Kaptan Boisberthelot ve yardımcısı Vieuville, her ne kadar cesur adamlar olsalar da merdivenin tepesinde kalakalmışlardı. Her ikisinin de beti benzi atmış, güverteye öylece bakıyorlardı. Biri dirseğiyle onları yana itip aşağı indi. Bu az önce hakkında konuştukları yolcu, “köylü” adamdı.
Merdivenin son basamağına ulaştıktan sonra durdu.
V
VIS ET VIR 7
Top güvertede bir ileri bir geri yuvarlanıyordu. Kıyametin yaşayan atlısı gibiydi. Güvertede sallanan gemici feneri de bu gösteriye loş bir ışık ve gölge ekliyordu. Topun ana hatları sabit durmadığı için belli belirsizdi; üzerine ışık vurduğunda siyah görünüyordu, karanlıkta ise üzerinde soluk yansımalar oluşuyordu.

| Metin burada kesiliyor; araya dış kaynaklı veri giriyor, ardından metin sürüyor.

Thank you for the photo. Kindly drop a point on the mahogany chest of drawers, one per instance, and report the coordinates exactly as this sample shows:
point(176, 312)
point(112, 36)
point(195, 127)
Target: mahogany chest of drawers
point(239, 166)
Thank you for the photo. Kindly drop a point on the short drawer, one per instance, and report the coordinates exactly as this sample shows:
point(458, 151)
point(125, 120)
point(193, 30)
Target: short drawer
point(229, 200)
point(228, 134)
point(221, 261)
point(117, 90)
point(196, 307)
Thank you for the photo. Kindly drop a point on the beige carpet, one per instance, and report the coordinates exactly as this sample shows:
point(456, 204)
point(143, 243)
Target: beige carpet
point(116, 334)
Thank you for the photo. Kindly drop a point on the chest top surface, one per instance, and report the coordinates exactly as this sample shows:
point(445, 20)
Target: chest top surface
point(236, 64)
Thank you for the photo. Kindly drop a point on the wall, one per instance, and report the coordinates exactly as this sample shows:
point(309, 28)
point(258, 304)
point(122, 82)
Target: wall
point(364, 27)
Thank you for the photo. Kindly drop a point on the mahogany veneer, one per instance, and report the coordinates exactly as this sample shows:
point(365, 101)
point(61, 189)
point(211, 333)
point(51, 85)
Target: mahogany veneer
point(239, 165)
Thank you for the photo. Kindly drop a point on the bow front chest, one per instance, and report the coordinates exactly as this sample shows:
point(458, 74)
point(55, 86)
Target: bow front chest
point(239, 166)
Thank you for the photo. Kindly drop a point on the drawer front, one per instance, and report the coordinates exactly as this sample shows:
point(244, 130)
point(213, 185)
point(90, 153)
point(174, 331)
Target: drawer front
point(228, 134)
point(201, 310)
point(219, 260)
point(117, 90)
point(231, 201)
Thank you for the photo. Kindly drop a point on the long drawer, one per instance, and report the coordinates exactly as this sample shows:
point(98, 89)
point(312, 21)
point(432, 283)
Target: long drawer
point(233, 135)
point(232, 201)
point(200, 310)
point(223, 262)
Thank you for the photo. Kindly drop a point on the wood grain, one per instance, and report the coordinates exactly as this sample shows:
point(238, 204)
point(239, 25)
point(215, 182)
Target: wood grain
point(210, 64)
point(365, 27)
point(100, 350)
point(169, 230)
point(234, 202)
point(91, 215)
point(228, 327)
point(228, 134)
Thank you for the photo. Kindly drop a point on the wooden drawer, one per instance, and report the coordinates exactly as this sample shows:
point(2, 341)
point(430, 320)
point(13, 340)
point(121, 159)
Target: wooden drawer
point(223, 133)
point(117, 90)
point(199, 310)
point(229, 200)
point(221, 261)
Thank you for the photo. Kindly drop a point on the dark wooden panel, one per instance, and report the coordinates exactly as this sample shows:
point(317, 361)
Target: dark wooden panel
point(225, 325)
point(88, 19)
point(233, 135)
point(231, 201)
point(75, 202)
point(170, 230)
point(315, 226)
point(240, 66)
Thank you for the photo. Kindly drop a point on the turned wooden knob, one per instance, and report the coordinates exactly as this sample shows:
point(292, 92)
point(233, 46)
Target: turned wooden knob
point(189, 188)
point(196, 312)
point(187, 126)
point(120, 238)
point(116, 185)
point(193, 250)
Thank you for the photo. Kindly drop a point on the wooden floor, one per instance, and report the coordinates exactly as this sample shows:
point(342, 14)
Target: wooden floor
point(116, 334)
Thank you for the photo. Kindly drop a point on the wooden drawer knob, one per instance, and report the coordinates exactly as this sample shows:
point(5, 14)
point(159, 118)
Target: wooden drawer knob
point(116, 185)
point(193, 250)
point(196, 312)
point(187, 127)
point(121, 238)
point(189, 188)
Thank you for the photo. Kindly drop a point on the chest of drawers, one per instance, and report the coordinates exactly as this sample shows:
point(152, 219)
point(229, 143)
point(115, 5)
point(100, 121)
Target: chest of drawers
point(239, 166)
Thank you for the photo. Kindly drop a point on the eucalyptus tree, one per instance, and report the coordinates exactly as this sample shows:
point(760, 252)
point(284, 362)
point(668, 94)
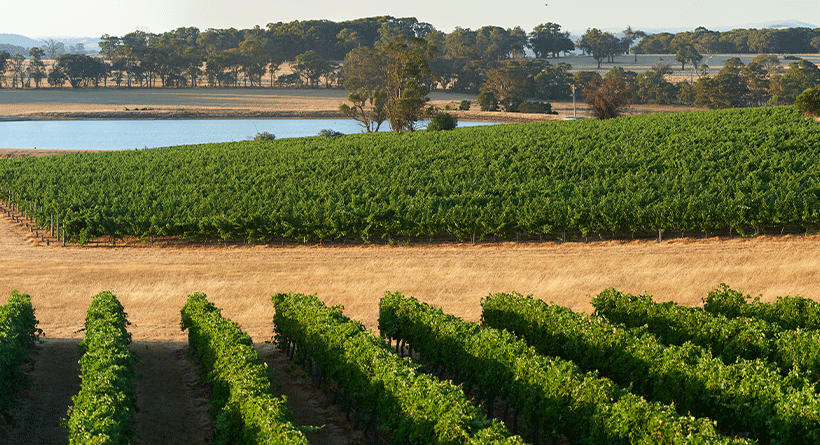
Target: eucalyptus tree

Hâlâ gemiyi yerle bir etmenin peşindeydi. Şimdiden dört topu daha paramparça etmişti. Gemi tarafında ise iki yarık açmıştı. Neyse ki bu yarıklar su seviyesinin üzerindeydi ve su ancak sert hava koşullarında içeri sızabilirdi. Top çılgınca kiriş tarafına doğru koştu. Dayanaklı destek direniyordu. Ama kıvrımlı ahşap kiriş her ne kadar dayanıklı olsa da dört bir yanı kuşatmış bu muazzam saldırının altında çatırdıyordu. Her yeri ele geçirmiş bu saldırı gerçekten de dehşet vericiydi.
Şişede sallanan bir mermi bile bu kadar hızlı ve keskin sesler üretemezdi. Top arabası dört tekerleğiyle ölü bedenlerin üzerlerinden geçiyor, onları kesip parçalara ayırıyordu. Beş ceset sağa sola yuvarlanan bavullar hâline gelmişti. Ölülerin başları sanki haykırıyordu. Gemi sallandıkça güverte kan gölüne döndü. Birkaç yerinden hasar gören tavan çökmeye başlamıştı. Geminin her yerinde korkunç bir kıyamet kopuyordu.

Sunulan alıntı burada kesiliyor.